An efficient route to his 20,000 points
MILWAUKEE — Late Wednesday night, in the Warriors’ Oracle Arena locker room, Kevin Durant slipped on a black T-shirt with the words “Genetically Modified” emblazoned across the back.
It was an apt message given the borderline super-human stat line he had just posted in Golden State’s 125-106 loss to the Clippers: 40 points on 14-for-18 shooting from the field, including 6-for-7 from three-point range. Durant scored 25 points in the first half to become the second-youngest player in NBA history to reach the 20,000-point club.
“As far as his personal performance, it was a fitting metaphor for the kind of player he is,” Warriors head coach Steve Kerr said. “Forty points on 18 shots? Nobody does that.”
Durant is arguably the league’s top one-on-one scorer; the rare player with a 7-foot-5 wingspan and 33½-inch vertical leap who is adept at reading defenses. More than his physical tools or ever-expanding arsenal of moves, what separates him from his peers is a keen awareness of what plays need to be made.
Durant can throttle his offense up or down depending on the situation. If he takes 15 shots on a given night, he tries to make sure at least 13 of them are no-brainer, wide-open looks. The other two are what he calls “heat checks” — gutsy shots like contested three-pointers or off-kilter, fade-away jumpers that test the limits of his improvisation.
In becoming the fifth player in NBA history to score 20,000 career points before his 30th birthday (LeBron James, Kobe Bryant, Wilt Chamberlain and Michael Jordan are the others), Durant has showcased unparalleled efficiency for such a volume shooter. Only once in his 10½ NBA seasons has he not shot at least 46.2 percent from the field, 35 percent from threepoint range and 85.4 percent from the foul line.

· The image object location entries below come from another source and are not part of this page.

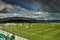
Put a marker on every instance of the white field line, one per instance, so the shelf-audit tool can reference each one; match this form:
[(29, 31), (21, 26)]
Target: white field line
[(16, 37)]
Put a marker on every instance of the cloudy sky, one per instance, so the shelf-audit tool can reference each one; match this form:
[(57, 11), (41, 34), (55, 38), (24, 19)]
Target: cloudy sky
[(30, 9)]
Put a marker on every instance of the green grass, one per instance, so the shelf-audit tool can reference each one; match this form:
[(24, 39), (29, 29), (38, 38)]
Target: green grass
[(35, 31)]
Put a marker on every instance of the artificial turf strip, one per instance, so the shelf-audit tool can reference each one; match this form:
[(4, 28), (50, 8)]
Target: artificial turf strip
[(36, 31)]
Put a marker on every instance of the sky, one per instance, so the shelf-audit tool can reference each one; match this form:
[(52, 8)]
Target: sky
[(30, 9)]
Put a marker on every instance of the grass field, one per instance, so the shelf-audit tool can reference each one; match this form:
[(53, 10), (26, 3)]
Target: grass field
[(35, 31)]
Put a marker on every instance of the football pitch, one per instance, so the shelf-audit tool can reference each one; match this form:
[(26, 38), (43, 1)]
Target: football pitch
[(34, 31)]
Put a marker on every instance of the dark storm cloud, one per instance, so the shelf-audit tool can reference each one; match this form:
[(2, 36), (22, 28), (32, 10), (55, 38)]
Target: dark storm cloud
[(51, 10)]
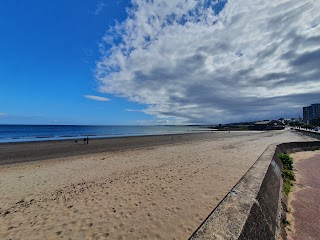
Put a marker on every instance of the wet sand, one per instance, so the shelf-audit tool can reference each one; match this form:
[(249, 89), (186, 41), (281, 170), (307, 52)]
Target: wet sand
[(155, 190), (305, 199)]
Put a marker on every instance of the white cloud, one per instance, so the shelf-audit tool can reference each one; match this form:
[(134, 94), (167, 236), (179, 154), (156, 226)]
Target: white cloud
[(99, 8), (252, 60), (97, 98)]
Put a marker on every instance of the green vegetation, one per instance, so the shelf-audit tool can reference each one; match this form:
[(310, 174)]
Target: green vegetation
[(287, 172)]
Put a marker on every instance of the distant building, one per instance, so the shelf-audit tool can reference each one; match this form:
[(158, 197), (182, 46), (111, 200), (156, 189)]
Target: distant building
[(311, 112), (267, 125)]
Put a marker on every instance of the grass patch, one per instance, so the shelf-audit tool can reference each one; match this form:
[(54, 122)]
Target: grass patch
[(287, 173)]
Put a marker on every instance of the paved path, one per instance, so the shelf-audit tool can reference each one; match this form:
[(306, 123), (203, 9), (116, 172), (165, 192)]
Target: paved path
[(305, 200)]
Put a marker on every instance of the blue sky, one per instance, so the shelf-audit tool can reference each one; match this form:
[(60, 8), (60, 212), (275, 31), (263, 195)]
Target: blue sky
[(157, 62), (48, 51)]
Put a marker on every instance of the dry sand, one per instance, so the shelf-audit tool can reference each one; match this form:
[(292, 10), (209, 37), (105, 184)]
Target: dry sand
[(304, 200), (159, 192)]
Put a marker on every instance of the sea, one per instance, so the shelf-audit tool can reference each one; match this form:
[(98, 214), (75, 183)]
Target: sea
[(27, 133)]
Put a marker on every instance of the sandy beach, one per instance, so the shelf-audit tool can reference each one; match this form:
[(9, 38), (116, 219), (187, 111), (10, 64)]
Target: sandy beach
[(136, 188)]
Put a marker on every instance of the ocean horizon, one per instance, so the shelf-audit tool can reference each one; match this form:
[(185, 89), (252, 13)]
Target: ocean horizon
[(27, 133)]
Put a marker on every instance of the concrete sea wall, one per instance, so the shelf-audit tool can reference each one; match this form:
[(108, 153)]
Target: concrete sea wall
[(253, 209)]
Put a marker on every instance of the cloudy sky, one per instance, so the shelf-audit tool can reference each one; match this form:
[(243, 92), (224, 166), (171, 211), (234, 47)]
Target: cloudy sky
[(163, 61)]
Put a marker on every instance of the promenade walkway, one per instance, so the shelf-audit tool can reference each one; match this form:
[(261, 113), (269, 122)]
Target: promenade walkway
[(305, 199)]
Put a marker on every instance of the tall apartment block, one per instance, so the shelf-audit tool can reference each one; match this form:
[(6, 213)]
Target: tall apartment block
[(311, 112)]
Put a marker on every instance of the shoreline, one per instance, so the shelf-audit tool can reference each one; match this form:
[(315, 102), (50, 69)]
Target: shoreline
[(18, 152), (141, 190)]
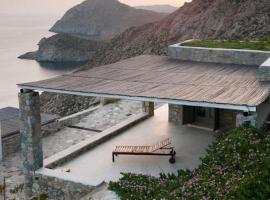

When he became the sixth player in league history to shoot at least 50 percent from the field, 40 percent from threepoint range and 90 percent from the foul line in one season in 2012-13, he did so averaging 28.1 points on 17.7 shots per game. His true shooting percentage, an advanced stat that considers all types of shots, ranks No. 1 among the 16 multi-time scoring champions. If he stays healthy and continues to make the most of his touches, Durant could have an outside chance at eclipsing 38,387 career points, the current record, held by Kareem Abdul-Jabbar .
“I never wanted to be a guy who just got shots up,” Durant said. “That’s not how I wanted to play. I just try to focus in on taking the best shot I can every time down. It’s a challenge. It’s like a game. You always want to shoot the best shot.”
Durant wasn’t always a case study in efficiency. In 2007, when he went No. 2 in the draft to Seattle, Durant was a gangly 18-year-old who had a tough time transitioning to the physicality of the NBA. Eager to keep his promising rookie along the perimeter, Super Sonics head coach P.J. Carlesimo used Durant largely as a shooting guard.
He did little offensively other than catch and shoot, finishing the season 43 percent from the field and 28.8 percent from three-point range. The team relocated to Oklahoma City and became the Thunder. Thirteen games into Durant’s second season, Carlesimo was fired and Scott Brooks was named interim head coach.
Brooks immediately moved Durant to small forward, where he scored 30 points on 69 percent shooting against the New Orleans Hornets in his first game. It was around then that Durant started thinking more seriously about efficiency. He studied shot charts, learned that three-pointers and layups are far better shots than midrange jumpers, and began to bypass open looks for wideopen looks.
As the years wore on, he added 30 pounds of muscle, which allowed him to bang more in the low post. Durant studied Dirk Nowitzki’s fadeaway jumper and fashioned his own brand of fade-away suitable for any occasion.
“When someone with that amount of length and athleticism is shooting a fade-away, it’s almost impossible to defend,” Golden State assistant coach Ron Adams said earlier this season.
Durant has shot at least 50.5 percent from the field each of the past four seasons. Though many elite scorers would bristle at the notion of sharing the floor with two of the best shooters in NBA history, Durant realizes that playing alongside Warriors teammates Stephen Curry and Klay Thompson only helps him be more efficient.
Curry and Thompson create space with the defensive attention they command. After setting a career high for true shooting percentage last regular season, Durant dominated the playoffs, averaging 35.2 points on 55.6 percent shooting in the NBA Finals to lift Golden State to its second championship in three years.
Now, in his second season in Kerr’s movement-heavy system, Durant is a master at deciphering when to be aggressive and when to defer to his teammates. When Curry missed 11 games with a sprained right ankle last month, he played with a renewed creativity and guided the Warriors to a 9-2 record. On Wednesday, with Curry sidelined by another ankle sprain and Thompson resting, Durant needed only 16 minutes and 10 shots to score his most points in a half this season.
“I was excited about the moves I made, but I was disappointed in my followthrough,” Durant said. “I wasn’t proud of myself for that.”